Хоть это только наслаждение от ощущения, причина его, конечно, нравственная, и доказательство этого в том, что то же самое зрелище не только неприятно и не нравится мне, но даже раздирает мне сердце и вызывает негодование, если я знаю, что признаки наслаждения и радости на лице злых говорят лишь об их удовлетворенной злобе. Одни только признаки невинной радости могут быть приятны моему сердцу. Признаки жестокого, насмешливого злорадства надрывают мне душу и огорчают меня, хотя бы даже оно и не имело никакого отношения ко мне. Признаки радости злобной и радости невинной, без сомнения, не могут быть в точности одинаковы, поскольку они вытекают из разных начал; но как бы то ни было – это в одинаковой мере признаки радости, и внешние их различия, конечно, не пропорциональны различиям в тех душевных движениях, которые они во мне вызывают.

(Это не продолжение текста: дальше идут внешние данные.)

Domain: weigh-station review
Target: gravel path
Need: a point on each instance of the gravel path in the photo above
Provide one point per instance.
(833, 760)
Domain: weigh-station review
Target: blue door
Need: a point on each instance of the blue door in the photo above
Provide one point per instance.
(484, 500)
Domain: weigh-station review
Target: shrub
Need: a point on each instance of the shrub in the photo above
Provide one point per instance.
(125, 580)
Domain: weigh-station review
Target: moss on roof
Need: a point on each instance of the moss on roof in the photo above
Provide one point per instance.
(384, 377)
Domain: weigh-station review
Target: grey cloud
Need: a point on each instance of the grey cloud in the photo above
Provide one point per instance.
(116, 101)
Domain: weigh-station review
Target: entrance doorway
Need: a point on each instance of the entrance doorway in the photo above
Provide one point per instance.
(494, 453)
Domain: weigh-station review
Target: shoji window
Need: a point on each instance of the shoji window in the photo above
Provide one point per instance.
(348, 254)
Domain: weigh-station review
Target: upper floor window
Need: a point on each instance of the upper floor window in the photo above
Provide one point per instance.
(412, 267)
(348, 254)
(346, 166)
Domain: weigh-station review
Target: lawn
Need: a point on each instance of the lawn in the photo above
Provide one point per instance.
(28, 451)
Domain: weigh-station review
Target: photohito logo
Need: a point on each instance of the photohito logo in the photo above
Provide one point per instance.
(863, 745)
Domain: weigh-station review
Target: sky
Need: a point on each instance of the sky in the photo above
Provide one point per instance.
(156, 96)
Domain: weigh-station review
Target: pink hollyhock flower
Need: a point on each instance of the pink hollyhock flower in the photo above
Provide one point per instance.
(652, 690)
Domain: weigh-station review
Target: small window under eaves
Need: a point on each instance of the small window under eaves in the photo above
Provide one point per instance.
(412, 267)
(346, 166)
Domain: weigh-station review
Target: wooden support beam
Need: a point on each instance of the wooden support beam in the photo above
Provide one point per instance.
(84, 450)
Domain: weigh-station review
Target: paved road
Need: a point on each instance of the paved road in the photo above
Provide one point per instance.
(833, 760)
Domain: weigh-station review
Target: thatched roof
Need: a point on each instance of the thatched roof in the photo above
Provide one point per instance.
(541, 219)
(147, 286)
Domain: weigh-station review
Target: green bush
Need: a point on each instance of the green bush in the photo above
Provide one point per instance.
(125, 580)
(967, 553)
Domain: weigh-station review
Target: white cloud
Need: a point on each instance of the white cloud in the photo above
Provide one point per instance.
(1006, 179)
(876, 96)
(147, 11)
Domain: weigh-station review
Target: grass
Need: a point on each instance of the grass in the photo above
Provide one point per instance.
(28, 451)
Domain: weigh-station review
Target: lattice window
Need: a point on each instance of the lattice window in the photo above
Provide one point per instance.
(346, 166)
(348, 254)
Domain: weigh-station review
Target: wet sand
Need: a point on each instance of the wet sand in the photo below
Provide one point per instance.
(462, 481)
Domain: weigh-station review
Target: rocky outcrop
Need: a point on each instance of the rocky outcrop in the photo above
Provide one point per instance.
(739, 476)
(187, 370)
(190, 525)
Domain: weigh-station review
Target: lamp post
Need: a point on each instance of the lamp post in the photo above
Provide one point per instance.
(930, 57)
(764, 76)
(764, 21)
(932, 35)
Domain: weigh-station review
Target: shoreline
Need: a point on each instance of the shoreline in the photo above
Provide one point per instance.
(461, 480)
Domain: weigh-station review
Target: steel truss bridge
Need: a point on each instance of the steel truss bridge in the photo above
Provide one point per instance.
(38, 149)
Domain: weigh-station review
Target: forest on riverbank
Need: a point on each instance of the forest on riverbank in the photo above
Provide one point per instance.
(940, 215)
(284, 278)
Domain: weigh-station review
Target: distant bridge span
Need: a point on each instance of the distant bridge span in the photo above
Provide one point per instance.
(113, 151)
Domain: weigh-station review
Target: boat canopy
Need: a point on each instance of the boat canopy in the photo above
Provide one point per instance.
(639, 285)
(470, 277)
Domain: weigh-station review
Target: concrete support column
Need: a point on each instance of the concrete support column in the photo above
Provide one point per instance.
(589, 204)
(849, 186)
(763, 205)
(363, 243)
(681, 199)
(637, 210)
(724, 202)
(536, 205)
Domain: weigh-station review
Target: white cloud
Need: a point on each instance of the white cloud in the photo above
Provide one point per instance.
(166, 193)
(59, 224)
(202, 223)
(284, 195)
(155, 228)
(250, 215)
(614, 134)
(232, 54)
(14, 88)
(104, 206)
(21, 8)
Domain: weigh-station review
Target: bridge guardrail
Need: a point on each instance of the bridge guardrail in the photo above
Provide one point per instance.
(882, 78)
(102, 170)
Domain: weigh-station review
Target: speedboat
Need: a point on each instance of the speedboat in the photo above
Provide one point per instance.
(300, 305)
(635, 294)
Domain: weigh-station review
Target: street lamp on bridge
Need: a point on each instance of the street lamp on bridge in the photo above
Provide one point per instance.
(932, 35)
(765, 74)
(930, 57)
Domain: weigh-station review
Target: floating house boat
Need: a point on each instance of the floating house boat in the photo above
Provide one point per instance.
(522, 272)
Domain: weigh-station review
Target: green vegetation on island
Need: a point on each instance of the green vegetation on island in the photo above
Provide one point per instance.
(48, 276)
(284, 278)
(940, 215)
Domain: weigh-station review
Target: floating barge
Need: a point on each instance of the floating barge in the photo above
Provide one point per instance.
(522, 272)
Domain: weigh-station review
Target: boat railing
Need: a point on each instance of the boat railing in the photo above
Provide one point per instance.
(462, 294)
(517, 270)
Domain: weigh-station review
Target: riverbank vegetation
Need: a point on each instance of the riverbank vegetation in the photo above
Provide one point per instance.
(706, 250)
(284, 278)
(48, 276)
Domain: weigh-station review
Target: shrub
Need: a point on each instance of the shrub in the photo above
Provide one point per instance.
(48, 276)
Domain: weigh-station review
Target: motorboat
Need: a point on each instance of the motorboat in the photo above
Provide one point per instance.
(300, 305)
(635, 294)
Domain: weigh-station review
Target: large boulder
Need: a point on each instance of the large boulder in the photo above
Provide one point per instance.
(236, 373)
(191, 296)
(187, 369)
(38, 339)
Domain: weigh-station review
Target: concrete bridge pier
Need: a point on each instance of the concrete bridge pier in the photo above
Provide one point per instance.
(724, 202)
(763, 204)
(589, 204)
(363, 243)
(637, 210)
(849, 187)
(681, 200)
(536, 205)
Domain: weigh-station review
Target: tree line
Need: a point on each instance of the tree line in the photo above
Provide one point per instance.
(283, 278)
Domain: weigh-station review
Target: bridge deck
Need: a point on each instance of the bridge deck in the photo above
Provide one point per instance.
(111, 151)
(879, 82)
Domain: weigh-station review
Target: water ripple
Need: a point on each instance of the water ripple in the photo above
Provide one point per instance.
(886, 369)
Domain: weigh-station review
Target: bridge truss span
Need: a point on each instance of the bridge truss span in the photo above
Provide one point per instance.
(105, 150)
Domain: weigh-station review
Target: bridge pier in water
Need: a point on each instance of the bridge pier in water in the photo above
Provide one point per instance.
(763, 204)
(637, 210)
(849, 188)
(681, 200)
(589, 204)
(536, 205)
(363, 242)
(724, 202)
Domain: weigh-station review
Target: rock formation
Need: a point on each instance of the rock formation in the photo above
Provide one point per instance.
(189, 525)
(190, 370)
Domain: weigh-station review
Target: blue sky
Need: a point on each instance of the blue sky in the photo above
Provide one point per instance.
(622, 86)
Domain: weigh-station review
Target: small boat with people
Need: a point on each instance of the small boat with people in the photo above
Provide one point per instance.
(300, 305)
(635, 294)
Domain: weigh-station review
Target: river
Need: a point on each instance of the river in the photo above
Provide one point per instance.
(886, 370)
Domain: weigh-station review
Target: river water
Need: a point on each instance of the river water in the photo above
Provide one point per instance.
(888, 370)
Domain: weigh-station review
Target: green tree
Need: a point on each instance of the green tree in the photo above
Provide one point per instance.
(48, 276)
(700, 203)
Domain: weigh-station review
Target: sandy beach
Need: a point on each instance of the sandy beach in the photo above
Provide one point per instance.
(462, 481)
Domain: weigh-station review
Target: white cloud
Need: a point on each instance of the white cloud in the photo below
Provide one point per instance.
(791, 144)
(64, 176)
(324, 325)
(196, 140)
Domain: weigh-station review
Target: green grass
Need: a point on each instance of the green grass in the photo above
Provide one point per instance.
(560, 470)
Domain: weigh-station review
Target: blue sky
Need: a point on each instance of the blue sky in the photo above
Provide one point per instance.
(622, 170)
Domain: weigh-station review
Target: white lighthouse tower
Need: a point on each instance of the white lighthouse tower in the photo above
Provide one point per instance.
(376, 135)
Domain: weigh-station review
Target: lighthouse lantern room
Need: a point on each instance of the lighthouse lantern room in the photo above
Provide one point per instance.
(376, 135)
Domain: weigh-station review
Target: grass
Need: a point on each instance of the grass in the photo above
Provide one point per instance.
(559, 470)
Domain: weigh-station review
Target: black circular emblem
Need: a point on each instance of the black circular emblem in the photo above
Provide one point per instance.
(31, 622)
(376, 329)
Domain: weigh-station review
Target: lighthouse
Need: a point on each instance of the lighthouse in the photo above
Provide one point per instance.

Признаки боли и страдания для меня еще чувствительней, – до такой степени, что я не могу видеть их без того, чтоб самому не испытать потрясения, быть может еще сильнейшего, чем то, которое они выражают. Воображение, усиливая восприятие, отождествляет меня со страдающим существом и нередко причиняет мне большее терзание, чем испытывает оно само. Лицо недовольное – тоже невыносимое для меня зрелище, особенно если у меня есть основания думать, что недовольство это имеет отношение ко мне. Я и сказать не могу, сколько брюзгливый и угрюмый вид лакеев, прислуживающих с неудовольствием, вырвал у меня монет в домах знатных людей, куда в прежние времена меня по глупости моей умели заманивать и где слуги всегда заставляли меня очень дорого платить за гостеприимство их хозяев. Слишком сильно задевали меня всегда явления, затрагивающие чувство, особенно те, которые отмечены знаком наслаждения или страдания, доброжелательства или неприязни; я даю себя увлечь этим внешним впечатлениям, никогда не умея уклониться от них иначе, как при помощи бегства. Знака, движения, взгляда неизвестного человека достаточно, чтобы нарушить мое удовольствие или успокоить мои страдания. Я принадлежу себе только наедине с собой; среди людей – я игрушка окружающих.